This week's Time cover story is called "10 Ideas That Are Changing the World." Idea # 10 is: "Re-Judaizing Jesus." Now I am impressed! There is a renaissance happening in New Testament Jesus-studies which is, to me, very exciting. And transforming. And, it gets away from fundamentalist hermeneutics to a more authentic approach to the New Testament documents.
The article mentions Ben Witherington and Rob Bell. "Each regards sources like the Mishnah and Rabbi Akiva as vital to understanding history's best-known Jew: Jesus."

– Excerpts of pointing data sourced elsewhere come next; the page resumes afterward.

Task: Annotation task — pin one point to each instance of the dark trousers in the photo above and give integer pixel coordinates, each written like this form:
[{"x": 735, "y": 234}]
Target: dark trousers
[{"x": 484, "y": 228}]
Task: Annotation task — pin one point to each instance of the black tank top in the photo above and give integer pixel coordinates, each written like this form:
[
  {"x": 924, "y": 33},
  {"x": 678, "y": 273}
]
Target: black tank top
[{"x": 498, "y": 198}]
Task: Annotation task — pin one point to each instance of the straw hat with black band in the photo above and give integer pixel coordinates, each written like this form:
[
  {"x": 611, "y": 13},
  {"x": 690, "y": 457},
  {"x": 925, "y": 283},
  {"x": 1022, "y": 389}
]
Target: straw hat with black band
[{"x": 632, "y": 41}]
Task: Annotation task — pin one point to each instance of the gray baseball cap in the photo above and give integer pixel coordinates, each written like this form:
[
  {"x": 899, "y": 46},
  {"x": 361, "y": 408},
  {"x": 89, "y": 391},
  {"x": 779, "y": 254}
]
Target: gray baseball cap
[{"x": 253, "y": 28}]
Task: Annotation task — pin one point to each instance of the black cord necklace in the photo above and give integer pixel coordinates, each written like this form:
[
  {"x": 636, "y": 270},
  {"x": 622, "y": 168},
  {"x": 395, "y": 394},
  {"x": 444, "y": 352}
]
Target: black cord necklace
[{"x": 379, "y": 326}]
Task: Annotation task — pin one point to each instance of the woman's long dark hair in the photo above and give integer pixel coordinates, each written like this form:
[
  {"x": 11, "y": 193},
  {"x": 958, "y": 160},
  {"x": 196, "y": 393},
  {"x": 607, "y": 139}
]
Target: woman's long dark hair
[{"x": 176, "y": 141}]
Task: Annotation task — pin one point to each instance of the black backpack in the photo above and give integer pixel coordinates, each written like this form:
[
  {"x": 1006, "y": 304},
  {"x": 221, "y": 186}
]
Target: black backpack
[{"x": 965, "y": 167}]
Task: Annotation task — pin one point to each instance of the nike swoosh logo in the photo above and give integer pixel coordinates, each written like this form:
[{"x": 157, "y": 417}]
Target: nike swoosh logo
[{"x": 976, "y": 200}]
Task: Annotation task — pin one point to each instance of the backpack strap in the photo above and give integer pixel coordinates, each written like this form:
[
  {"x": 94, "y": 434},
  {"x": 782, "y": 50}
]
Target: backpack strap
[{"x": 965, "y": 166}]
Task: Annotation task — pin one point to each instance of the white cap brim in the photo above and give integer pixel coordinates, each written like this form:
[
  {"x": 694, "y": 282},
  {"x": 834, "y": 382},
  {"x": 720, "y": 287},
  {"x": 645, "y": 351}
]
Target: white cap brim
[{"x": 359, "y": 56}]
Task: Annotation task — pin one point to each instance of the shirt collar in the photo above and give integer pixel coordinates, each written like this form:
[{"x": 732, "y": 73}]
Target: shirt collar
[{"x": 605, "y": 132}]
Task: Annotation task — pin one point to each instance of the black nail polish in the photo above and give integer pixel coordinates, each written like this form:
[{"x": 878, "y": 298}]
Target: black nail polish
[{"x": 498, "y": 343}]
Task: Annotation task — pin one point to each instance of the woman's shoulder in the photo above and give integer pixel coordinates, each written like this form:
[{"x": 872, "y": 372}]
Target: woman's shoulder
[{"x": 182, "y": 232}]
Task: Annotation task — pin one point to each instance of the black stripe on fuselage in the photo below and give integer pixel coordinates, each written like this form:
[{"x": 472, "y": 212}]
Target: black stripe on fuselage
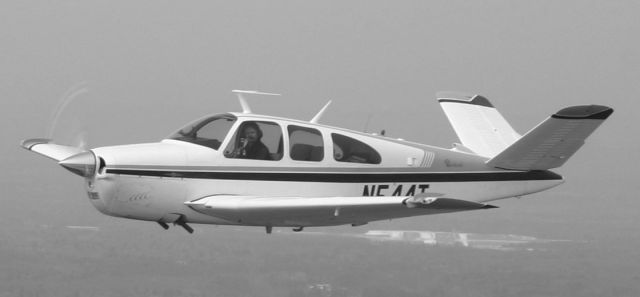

"This," the essay states, "is seismic." Why? Because "for centuries, the discipline of Christian "Hebraics" consisted primarily of Christians cherry-picking Jewish texts to support the traditionally assumed contradiction between the Jews — whose alleged dry legalism contributed to their fumbling their ancient tribal covenant with God — and Jesus, who personally embodied God's new covenant of love. But today seminaries across the Christian spectrum teach, as Vanderbilt University New Testament scholar Amy-Jill Levine says, that "if you get the [Jewish] context wrong, you will certainly get Jesus wrong.""
Having read Levine's book The Misunderstood Jew: The Church and the Scandal of the Jewish Jesus, and reading Witherington's socio-rhetorical biblical commentaries, I'm excited about this direction in Jesus studies. I resonate with Bell, who says re. this approach, "Once in, you're in deep. You're hooked. 'Cause you can't ever read it [the Gospel stories] the same way again."
( Note: Witherington writes sympathetically and critically about Bell's Jesus re-Judaizing here.)